La voix de Hind Rajab : un indigent tire-larmes

Kaouther Ben Hania choisit d’évoquer la tragédie de Gaza à travers le cas d’une petite fille coincée dans une voiture, secourue par le Croissant rouge palestinien. Un traitement sans recul qui ne tarde pas à enfermer le spectateur dans une émotion obligatoire. Déplaisant.

Un mélange de fiction et de réel

Entremêler fiction et documentaire n’est plus vraiment une nouveauté. Si le Close Up de Kiarostami reste une référence en la matière, nombre de films ont adopté la recette : de Mona Achache (Little Girl Blue) à Romane Bohringer (Dites-lui que je l’aime) pour le versant intime, du récent Dossier 137 de Dominik Moll à Le Caire confidentiel et Les Graines du figuier sauvage pour le versant politique. Dans Les Filles d’Olfa, Kaouther Ben Hania proposait un dispositif original : pour aborder le cas d’une famille décimée par l’islamisme, elle mêlait comédiens et vrais personnages de l’histoire. Le film, malgré quelques faiblesses, parvenait à sortir du lot. S’il y parvenait, ce n’était pas simplement par le mélange fiction-réel mais bien par la façon dont il le mettait en œuvre. Et c’est bien ce qui interroge dans ce nouvel opus.

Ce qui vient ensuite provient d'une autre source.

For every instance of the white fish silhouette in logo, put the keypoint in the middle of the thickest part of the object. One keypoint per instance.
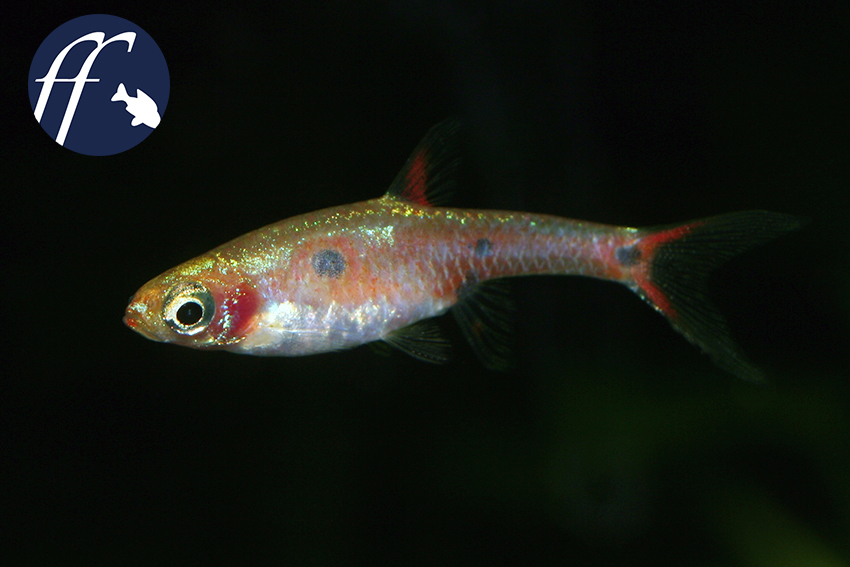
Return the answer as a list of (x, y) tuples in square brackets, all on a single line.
[(142, 107)]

Pour dénoncer le massacre des Palestiniens à Gaza, Kaouther Ben Hania s’appuie sur une voix. La voix d’une petite fille de 6 ans, avec laquelle le Croissant rouge palestinien, organisme situé en Cisjordanie chargé de venir en aide aux Gazaouis en détresse, fut en contact. La réalisatrice tunisienne explique avoir été bouleversée par cet enregistrement, ce qui lui donna l’idée du film.

L’un des opérateurs téléphoniques, Omar, reçoit l’appel d’une petite fille coincée dans une voiture qui vient d’être criblée de balles. Ses oncles, tantes et cousins autour d’elle sont tous morts. Le film raconte la tentative de la sauver, en dépit des obstacles. Car on ne peut pas simplement envoyer une ambulance chercher la petite fille, fût-elle seulement à « huit minutes » : il faut s’assurer que le parcours est sécurisé. Et ça, c’est long et compliqué.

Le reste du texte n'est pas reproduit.